(特別企画)【模擬硬券を作る】


1."模擬硬券"について

 ここでいう"模擬硬券"とは、"縁起担ぎのお土産品"や"記念品"及び"コレクターの参考品"として特別に作られた硬券の模造きっぷを指す。展示会や催し物の入場券など何らかの付加価値を付けて発行されることも確かにあるが、多くの場合は観賞用・保存用に作製されるものであるから、「券そのものにはほとんど金銭的価値はない」という点が"真券"(本物)との大きな違いである。(したがって、実際に使用可能な記念入場券・記念乗車券の類はこの範疇に入らない。) 昔は真券と同様に活版印刷を主体とする方法で作製するしかなかったので、記念品の類は別としても"真券とそっくりに作る"ことはそれほど容易ではなかったが、近年はコンピューターや印刷技術の急激な進歩により、プロはもとよりパソコンと家庭用プリンタしか持たない個人が相当ハイレベルな模擬券を作製できる環境が整ってきた。このページでは、一般的な硬券製造の現場を紹介すると共に、活字に依らずにどこまで真券に近づけられるか、趣味としての模擬硬券作りにもチャレンジしてみたいと思う。


2.硬券(真券)製造の実際

 全国に8つもあった国鉄(JR)の印刷場(乗車券管理センター)は既に全廃されて久しく、現在、"本物"の硬券製造の現場を見ることは非常に難しくなっている。

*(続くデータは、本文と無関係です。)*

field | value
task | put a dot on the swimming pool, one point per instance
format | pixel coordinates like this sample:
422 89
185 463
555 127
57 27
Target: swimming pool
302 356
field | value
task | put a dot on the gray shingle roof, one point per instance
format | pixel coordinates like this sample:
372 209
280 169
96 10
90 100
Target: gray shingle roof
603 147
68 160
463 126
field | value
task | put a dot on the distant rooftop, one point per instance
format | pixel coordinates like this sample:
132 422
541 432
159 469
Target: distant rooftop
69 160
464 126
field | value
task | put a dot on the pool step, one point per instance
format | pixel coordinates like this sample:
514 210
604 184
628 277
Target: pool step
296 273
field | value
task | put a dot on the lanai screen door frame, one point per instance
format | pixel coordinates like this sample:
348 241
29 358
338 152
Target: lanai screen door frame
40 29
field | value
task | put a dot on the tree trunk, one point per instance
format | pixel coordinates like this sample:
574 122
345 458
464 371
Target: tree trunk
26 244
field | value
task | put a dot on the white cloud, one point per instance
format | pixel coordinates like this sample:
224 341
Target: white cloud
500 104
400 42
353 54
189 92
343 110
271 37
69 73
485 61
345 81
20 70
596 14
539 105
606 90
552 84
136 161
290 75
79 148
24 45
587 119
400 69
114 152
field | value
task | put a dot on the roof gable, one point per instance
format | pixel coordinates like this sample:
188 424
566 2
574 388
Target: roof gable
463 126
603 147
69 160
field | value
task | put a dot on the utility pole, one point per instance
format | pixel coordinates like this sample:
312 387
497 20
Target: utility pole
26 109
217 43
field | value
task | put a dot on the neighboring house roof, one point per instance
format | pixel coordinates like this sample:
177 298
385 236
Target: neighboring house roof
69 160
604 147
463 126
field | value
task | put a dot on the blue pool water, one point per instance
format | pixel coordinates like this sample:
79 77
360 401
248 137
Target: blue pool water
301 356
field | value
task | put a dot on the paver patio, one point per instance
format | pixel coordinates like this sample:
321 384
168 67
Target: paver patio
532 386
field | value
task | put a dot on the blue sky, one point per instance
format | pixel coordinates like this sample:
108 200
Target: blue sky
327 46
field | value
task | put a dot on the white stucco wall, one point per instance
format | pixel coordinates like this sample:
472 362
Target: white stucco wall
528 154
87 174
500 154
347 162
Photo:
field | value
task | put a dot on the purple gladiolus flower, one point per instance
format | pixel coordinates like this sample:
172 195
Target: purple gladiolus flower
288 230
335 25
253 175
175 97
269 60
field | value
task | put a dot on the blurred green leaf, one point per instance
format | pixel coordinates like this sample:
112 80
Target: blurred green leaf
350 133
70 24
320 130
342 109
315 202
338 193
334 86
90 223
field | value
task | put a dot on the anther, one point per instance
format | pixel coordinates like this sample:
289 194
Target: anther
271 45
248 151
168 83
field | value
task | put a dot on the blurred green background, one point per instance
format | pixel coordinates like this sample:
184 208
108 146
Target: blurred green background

しかし、地方の中小私鉄の一部では今も硬券が日常的に使用されており、わずかに残っている"乗車券専門印刷会社"を中心に、細々とではあるが硬券の印刷・製造は続けられている。但し、最近の印刷現場では高性能の機械やコンピューターの導入が著しく進んでいるので、ここに挙げているような"伝統的な方法"は段々と過去のものになりつつあるのは間違いない。以下、主として国鉄印刷場における硬券の製造手順について簡単に紹介しておく。

(1) 地紋様を印刷する

 製紙会社から送られてくる硬券の原紙(板紙)サイズはA・B・C型が 400 X 535 *1)mm、D型が 400 X 550 mm、厚さが約 0.6 〜 0.7 mm の特注上質紙(「旅客営業規則取扱基準規程」第179条によると「11号以上の厚紙」)で、まず最初に、この板紙全体に地紋様(正確には「字模様」)を印刷する。国鉄券の場合、硬券に使用されるのは「一般用」と呼ばれる「こくてつ/JNR」と機関車の動輪をデザインした地紋様で、原版(活版)は大蔵省(現・財務省)造幣局が製造し、かつては1日の作業終了毎に所定の金庫へ厳重に保管されていたという。やや遅れて、昭和42年頃からは「特殊用」と呼ばれる自動券売機や印刷発行機(軟券)などの"外注用"地紋様も出現するが、その背景には「大切な"一般用"原版を外部に持ち出したくない」という配慮があったと言われている。しかし、現在では写真製版の技術が非常に進歩しているので、"透かし"もないこの程度の地紋様を精密に複写することは造作もなく、その気になればコンピューター制御の精密機械を使って活版自体をコピーすることも十分可能ではないかと思われる。また、国鉄券の印刷に使用されるインクも特注品で、「インク消しを使うと地紋様まで消えてしまう」工夫がなされていた。今までに淡赤色・淡紫青色・淡緑色・淡黄色・淡褐色の5色が知られているが、淡黄色は旧1等券廃止と共に消滅し、淡褐色は"閑散期割引"の指定券類など特殊な用途に限られており、日常よく見掛けたのは前3者の地色である。
 なお、私鉄の場合も、かつては国鉄の製法に倣ったものと思われるが、今もすべての会社で凸版機を使って地紋様を印刷しているのかどうかはよくわからない。以前は鉄道会社毎に社章や社名をあしらった独自の地紋様も多かったが、近年は"民鉄協会などの共通地紋"(「JPR/てつどう」「HPR/してつ」「TTD/てつどう/TETUDO」など)に換えた例が多いという。また、昔は国鉄の印刷場に印刷製造を委託した例もあり、稀に「こくてつ/JNR」地紋の古い私鉄券(下)を見掛けるのはそのためである。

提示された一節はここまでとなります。